LA CORTE SUPREMA DI CASSAZIONE
SEZIONE SESTA CIVILE
SOTTOSEZIONE T
Composta dagli Ill.mi Sigg.ri Magistrati:
Dott. MOCCI Mauro – rel. Presidente –
Dott. ESPOSITO Antonio Francesco – Consigliere –
Dott. CROLLA Cosmo – Consigliere –
Dott. LUCIOTTI Lucio – Consigliere –
Dott. RUSSO Rita – Consigliere –
ha pronunciato la seguente:
ORDINANZA
sul ricorso 19222-2018 proposto da:
AGENZIA DELLE ENTRATE, *****, in persona del Direttore pro tempore, elettivamente domiciliata in ROMA, VIA DEI PORTOGHESI 12, presso l’AVVOCATURA GENERALE DELLO STATO, che la rappresenta e difende ope legis;
– ricorrente –
contro
M.P., elettivamente domiciliata in ROMA, PIAZZA CAVOUR, presso la CORTE DI CASSAZIONE, rappresentata e difesa dagli avvocati MARIA GRAZIA MASTINO, FABIO CRAMAROSSA;
– controricorrente –
avverso la sentenza n. 1821/2/2017 della COMMISSIONE TRIBUTARIA REGIONALE del PIEMONTE, depositata il 15/12/2017;
udita la relazione della causa svolta nella camera di consiglio non partecipata del 11/11/2020 dal Presidente Relatore Dott. MAURO MOCCI.
RILEVATO
che l’Agenzia delle Entrate propone ricorso per cassazione nei confronti della sentenza della Commissione tributaria regionale del Piemonte che aveva rigettato il suo appello contro la decisione della Commissione tributaria provinciale di Torino.
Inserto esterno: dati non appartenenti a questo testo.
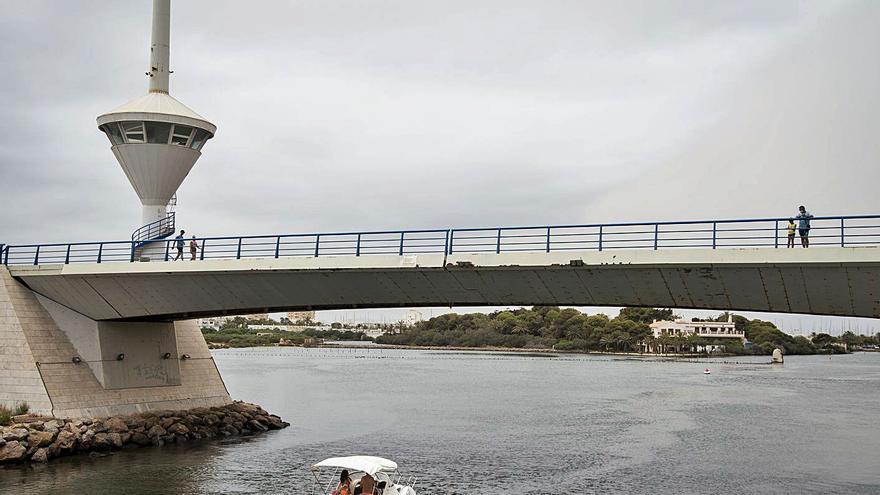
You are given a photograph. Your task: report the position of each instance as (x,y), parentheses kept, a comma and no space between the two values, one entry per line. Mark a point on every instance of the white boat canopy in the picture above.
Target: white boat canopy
(366,463)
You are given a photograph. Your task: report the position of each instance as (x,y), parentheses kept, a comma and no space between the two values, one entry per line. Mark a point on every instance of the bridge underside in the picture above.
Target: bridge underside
(828,281)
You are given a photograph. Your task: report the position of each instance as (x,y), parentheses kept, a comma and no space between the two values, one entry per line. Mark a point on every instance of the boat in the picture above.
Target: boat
(389,481)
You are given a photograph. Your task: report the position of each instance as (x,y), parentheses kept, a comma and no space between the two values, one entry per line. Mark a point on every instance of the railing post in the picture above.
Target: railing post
(776,236)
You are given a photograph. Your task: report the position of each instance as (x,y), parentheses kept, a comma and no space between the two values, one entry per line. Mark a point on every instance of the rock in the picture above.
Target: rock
(66,441)
(167,422)
(257,426)
(17,434)
(156,431)
(53,451)
(13,451)
(40,438)
(116,425)
(140,439)
(178,429)
(115,439)
(40,456)
(107,441)
(54,424)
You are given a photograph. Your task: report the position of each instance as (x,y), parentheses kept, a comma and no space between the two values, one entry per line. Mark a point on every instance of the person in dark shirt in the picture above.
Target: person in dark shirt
(803,219)
(178,243)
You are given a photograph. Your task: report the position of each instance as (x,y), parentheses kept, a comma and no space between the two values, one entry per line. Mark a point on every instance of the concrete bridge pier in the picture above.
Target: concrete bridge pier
(64,364)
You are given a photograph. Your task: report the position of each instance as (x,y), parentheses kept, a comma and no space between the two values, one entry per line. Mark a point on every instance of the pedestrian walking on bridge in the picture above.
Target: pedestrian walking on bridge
(178,244)
(193,247)
(803,219)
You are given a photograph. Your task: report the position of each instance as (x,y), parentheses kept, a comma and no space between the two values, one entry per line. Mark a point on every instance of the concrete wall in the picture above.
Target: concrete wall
(38,366)
(828,281)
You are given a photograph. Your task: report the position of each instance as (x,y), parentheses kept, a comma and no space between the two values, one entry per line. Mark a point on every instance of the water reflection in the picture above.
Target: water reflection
(470,423)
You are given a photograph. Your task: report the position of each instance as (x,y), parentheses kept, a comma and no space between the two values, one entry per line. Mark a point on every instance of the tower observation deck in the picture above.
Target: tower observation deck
(156,138)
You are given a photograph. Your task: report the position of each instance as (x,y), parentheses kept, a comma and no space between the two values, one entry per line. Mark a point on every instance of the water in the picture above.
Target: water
(472,423)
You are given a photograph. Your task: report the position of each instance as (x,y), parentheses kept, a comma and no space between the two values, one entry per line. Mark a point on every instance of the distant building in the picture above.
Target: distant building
(296,316)
(412,317)
(212,323)
(707,329)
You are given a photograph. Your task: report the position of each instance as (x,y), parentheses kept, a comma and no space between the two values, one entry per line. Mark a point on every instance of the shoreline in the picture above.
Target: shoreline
(516,350)
(38,439)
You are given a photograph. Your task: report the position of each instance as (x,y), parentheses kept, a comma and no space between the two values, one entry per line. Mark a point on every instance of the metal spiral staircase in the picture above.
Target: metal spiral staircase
(154,231)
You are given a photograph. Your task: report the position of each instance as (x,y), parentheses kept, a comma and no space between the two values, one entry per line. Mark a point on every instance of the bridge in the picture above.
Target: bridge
(100,328)
(716,264)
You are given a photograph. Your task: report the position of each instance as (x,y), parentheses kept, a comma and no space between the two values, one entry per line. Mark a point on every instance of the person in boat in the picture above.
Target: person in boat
(367,486)
(344,486)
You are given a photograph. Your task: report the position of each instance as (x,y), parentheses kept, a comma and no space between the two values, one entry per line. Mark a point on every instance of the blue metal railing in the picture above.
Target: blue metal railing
(841,231)
(159,229)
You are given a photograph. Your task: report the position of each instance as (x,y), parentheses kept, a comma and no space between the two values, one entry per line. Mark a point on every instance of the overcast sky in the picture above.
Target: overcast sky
(347,115)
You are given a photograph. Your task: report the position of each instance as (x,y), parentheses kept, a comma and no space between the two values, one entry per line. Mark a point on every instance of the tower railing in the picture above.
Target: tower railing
(838,231)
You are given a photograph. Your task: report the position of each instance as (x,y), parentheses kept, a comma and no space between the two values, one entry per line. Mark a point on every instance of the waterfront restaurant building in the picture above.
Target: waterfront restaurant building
(707,329)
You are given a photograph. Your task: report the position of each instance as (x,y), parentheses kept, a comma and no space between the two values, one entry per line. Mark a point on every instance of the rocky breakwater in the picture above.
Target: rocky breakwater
(37,439)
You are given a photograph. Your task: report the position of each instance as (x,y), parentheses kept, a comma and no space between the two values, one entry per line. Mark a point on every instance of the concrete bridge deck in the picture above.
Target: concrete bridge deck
(841,281)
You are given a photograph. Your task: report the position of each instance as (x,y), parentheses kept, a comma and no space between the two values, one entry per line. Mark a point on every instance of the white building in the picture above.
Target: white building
(412,317)
(296,316)
(708,329)
(681,328)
Quest’ultima aveva accolto l’impugnazione di M.P. contro un avviso di accertamento IRPEF, relativo all’anno 2008.
CONSIDERATO
che il ricorso è affidato a due formali motivi;
che, col primo, ai sensi dell’art. 360 c.p.c., n. 5, l’Agenzia denuncia omesso esame di un fatto decisivo, costituito dall’aver ritenuto che la contribuente avesse assolto la prova a suo carico, attraverso il disinvestimento di titoli;
che, col secondo, l’Agenzia assume la violazione e falsa applicazione degli artt. 38 e 2697 c.c., ai sensi dell’art. 360 c.p.c., n. 3: la sentenza impugnata avrebbe erroneamente ritenuto assolto l’onere probatorio della contribuente, mediante il disinvestimento di titoli, senza considerare che detti titoli non sarebbero stati redditi tramutati in capitale, ma un capitale trasfuso in un capitale di tipo diverso;
che, sotto un differente profilo, il rigetto dell’appello sarebbe erroneamente derivato anche dalla pretesa, insufficiente istruzione del procedimento, laddove, invece, l’accertamento di fattori indicativi di capacità contributiva sarebbe stato idoneo, di per sè stesso, a costituire una presunzione legale iuris tantum di capacità reddituale;
che l’intimata si è costituita con controricorso;
che, in data 29 ottobre 2020, la M. ha depositato istanza di estinzione del giudizio per cessazione della materia del contendere, avendo presentato tempestiva domanda del D.L. n. 119 del 2018, ex art. 6, convertito con modificazioni dalla L. n. 139 del 2018, ed avendo altresì provveduto ad effettuare il relativo versamento nei termini prescritti dal citato art. 6, come riconosciuto in data 19 ottobre 2020 dall’Agenzia delle Entrate, Direzione Provinciale di *****, mediante apposita nota allegata dalla resistente;
che le spese devono essere compensate come previsto dal cit. art. 6, comma 13, (Cass. 6 novembre 2019, n. 28560; Cass. 5 novembre 2019, n. 28438).
PQM
La Corte dichiara estinto il giudizio per cessazione della materia del contendere; spese compensate.
Così deciso in Roma, il 11 novembre 2020.